Opened to a spell; the last spell that Juliana Hathaway used before her death, the one she needed to see written down, and the one that haunted her daughter now. It wasn't even for her, but for Evanora. Or, at least, that's what Colleen believed. A simple protection spell that would hide her away, untraceable, undetectable, from someone – an unknown figure or force, presumably the demon that killed her mother that fateful night months ago.
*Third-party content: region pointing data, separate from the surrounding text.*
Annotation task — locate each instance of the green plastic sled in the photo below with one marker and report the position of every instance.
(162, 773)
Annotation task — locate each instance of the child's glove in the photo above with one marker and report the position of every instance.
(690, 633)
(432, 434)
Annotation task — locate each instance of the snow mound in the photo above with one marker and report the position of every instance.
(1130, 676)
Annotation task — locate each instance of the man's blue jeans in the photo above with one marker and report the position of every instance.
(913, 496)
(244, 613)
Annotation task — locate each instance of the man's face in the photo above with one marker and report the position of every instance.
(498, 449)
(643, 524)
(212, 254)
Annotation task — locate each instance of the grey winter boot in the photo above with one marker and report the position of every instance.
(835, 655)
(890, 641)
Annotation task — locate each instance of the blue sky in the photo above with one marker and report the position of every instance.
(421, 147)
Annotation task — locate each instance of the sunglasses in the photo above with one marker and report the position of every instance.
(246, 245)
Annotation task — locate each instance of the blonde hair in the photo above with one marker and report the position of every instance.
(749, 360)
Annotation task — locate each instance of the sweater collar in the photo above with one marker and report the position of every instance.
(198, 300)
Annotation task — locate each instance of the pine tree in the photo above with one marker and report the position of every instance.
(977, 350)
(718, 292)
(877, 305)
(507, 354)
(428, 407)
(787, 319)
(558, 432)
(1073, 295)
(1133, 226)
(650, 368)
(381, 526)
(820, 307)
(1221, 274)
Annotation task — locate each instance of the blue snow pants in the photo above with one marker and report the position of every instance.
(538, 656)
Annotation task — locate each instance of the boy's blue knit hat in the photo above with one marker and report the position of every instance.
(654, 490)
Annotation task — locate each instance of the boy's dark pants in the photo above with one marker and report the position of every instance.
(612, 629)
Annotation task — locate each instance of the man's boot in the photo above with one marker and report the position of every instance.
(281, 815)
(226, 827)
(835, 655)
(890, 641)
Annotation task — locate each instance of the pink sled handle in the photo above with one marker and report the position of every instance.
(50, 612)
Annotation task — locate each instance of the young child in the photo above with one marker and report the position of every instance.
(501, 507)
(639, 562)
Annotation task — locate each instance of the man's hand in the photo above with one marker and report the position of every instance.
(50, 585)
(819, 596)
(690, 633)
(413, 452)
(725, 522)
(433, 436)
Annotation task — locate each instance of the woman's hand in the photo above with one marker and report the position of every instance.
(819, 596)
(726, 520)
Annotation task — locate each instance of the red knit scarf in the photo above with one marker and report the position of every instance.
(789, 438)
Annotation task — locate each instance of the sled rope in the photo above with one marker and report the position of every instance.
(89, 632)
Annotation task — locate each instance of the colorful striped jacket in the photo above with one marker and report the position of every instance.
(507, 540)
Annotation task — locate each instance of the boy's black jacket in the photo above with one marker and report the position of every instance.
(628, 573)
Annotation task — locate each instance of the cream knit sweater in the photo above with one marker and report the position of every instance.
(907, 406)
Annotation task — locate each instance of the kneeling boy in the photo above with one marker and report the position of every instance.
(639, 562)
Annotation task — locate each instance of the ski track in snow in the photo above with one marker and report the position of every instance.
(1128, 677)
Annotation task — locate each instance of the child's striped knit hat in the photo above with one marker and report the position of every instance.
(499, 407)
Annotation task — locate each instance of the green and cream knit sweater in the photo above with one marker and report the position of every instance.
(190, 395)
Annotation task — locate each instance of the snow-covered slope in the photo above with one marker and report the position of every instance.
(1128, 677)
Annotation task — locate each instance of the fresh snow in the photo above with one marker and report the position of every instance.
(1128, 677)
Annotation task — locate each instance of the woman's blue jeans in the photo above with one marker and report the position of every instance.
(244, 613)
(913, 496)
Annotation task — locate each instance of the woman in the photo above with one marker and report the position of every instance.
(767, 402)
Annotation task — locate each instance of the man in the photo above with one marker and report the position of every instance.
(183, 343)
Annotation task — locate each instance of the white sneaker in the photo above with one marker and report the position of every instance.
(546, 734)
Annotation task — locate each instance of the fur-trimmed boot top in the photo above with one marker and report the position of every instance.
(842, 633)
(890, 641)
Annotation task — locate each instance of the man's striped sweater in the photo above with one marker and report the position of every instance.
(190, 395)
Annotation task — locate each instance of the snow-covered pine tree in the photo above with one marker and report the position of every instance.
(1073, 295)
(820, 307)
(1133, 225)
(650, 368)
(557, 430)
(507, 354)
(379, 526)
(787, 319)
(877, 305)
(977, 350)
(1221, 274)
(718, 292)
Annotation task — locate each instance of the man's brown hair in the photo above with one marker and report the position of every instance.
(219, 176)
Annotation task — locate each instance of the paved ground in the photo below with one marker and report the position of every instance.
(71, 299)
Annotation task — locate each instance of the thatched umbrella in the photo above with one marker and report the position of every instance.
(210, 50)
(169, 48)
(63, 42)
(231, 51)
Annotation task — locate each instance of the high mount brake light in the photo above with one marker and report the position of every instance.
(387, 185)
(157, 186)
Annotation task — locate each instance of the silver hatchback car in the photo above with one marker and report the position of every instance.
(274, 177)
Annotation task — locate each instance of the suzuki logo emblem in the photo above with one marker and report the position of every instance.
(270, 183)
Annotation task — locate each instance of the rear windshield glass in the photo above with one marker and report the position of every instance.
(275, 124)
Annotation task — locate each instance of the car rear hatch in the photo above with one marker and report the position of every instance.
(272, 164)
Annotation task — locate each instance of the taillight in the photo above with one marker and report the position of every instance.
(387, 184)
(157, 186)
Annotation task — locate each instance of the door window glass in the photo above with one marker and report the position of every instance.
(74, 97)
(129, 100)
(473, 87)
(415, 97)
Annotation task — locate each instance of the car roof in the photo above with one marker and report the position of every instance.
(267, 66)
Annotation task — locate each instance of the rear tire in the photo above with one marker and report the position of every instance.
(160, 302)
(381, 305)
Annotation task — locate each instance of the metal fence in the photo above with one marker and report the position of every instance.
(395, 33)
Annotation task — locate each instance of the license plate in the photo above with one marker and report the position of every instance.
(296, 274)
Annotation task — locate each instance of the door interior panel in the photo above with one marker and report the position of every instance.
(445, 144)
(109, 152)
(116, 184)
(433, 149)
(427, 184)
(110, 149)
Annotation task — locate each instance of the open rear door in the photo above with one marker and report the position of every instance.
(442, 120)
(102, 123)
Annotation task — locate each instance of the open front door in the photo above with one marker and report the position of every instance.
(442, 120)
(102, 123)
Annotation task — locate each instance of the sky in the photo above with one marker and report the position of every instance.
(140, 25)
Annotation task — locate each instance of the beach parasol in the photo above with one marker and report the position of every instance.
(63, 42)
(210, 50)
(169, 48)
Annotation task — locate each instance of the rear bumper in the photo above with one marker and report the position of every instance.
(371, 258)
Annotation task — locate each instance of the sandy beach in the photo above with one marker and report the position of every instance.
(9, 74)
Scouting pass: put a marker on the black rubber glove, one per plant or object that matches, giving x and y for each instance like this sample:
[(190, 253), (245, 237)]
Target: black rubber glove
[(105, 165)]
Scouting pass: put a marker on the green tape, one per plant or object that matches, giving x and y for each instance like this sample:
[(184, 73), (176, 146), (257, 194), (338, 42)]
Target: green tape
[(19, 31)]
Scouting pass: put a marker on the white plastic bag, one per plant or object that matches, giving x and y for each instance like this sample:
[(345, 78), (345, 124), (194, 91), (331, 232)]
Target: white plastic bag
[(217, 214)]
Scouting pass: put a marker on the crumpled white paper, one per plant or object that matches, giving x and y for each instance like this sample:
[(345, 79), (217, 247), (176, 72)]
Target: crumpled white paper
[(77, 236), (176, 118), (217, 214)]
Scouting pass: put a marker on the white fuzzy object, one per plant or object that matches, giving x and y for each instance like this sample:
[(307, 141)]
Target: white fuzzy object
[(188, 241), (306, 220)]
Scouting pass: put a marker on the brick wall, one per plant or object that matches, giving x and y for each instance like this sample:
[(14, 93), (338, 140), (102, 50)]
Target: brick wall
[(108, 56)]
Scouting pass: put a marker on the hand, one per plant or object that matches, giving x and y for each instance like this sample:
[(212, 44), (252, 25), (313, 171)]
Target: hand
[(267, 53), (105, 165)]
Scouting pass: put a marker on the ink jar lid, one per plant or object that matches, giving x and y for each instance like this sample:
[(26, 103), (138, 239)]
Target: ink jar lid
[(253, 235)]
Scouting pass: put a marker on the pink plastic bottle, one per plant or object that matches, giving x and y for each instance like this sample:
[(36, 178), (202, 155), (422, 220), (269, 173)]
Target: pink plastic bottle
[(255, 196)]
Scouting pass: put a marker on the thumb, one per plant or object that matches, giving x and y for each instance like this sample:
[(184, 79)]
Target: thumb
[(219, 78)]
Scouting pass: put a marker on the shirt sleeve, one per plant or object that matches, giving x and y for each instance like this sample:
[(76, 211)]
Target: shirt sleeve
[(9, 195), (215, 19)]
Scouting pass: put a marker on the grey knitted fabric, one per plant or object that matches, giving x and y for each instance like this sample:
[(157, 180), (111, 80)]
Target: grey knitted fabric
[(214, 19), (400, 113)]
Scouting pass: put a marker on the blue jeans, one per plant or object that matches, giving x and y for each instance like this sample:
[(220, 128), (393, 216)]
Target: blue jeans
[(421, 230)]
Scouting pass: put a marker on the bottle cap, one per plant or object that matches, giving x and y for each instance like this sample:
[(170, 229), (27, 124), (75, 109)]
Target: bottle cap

That page was opened now and Evanora's fingers ran across the words, fluttering over the ones that Juliana must have chanted to herself only minutes after she had left that night to go and have sex with a girl. While her mother was being murdered, she was having a good time, unaware to everything that was happening in her childhood home. Ignorant to the fact that she was being cloaked by her mother, ignorant to the fact that blood was staining the ground in her old kitchen.
This page...it haunted her. The meaning behind it haunted her, and she hated the sight of the blood that her mother once clung onto to tightly. So fearfully. Juliana Hathaway was nothing without her magic, so she protected it like it was her child. She was so fearful of losing her magic, of being an ordinary human – she was a witch before she was human.
Evanora was the opposite. She relied on her humanity, on blending in and being human. While she loved her magic, she could be something without it. She could exist and belong in the world without any magic flowing through her veins, and it was her greatest pride. She could thrive in a realm her mother never could, and she prided herself in it more than anything else.
But now...now her mother was gone and the same magic she protected was now being used to protect Evanora. And that haunted her – the spell, the spell book, magic itself...it was all so haunting.
Evanora...
There was another whisper, and it felt like a hand was inching closer to her, far enough that she could run and it would never touch her, but closer than it had been before, still just a calling, not a demand, but still, she felt like the ghost of her mother wrapped herself around her daughter and the whisper was gone.